- Open Access
Lessons from a large trauma center: impact of blunt chest trauma in polytrauma patients—still a relevant problem?
Scandinavian Journal of Trauma, Resuscitation and Emergency Medicine volume 25, Article number: 42 (2017)
Thoracic trauma is the third most common cause of death after abdominal injury and head trauma in polytrauma patients. The purpose of this study was to investigate epidemiological data, treatment and outcome of polytrauma patients with blunt chest trauma in order to help improve management, prevent complications and decrease polytrauma patients’ mortality.
In this retrospective study we included all polytrauma patients with blunt chest trauma admitted to our tertiary care center emergency department for a 2-year period, from June 2012 until May 2014. Data collection included details of treatment and outcome. Patients with chest trauma and Injury Severity Score (ISS) ≥18 and Abbreviated Injury Scale (AIS) >2 in more than one body region were included.
A total of 110 polytrauma patients with blunt chest injury were evaluated. 82 of them were males and median age was 48.5 years. Car accidents, falls from a height and motorbike accidents were the most common causes (>75%) for blunt chest trauma. Rib fractures, pneumothorax and pulmonary contusion were the most common chest injuries. Most patients (64.5%) sustained a serious chest injury (AISthorax 3), 19.1% a severe chest injury (AISthorax 4) and 15.5% a moderate chest injury (AISthorax 2). 90% of patients with blunt chest trauma were treated conservatively. Chest tube insertion was indicated in 54.5% of patients. The need for chest tube was significantly higher among the AISthorax 4 group in comparison to the AIS groups 3 and 2 (p < 0.001). Also, admission to the ICU was directly related to the severity of the AISthorax (p < 0.001). The severity of chest trauma did not correlate with ICU length of stay, intubation days, complications or mortality.

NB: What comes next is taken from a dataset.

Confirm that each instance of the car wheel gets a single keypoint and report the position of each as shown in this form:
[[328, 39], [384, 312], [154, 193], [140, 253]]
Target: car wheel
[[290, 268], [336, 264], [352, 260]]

Although 84.5% of patients suffered from serious or even severe chest injury, neither in the conservative nor in the surgically treated group a significant impact of injury severity on ICU stay, intubation days, complications or mortality was observed. AISthorax was only related to the rate of chest tube insertions and ICU admission. Management with early chest tube insertion when necessary, pain control and chest physiotherapy resulted in good outcome in the majority of patients.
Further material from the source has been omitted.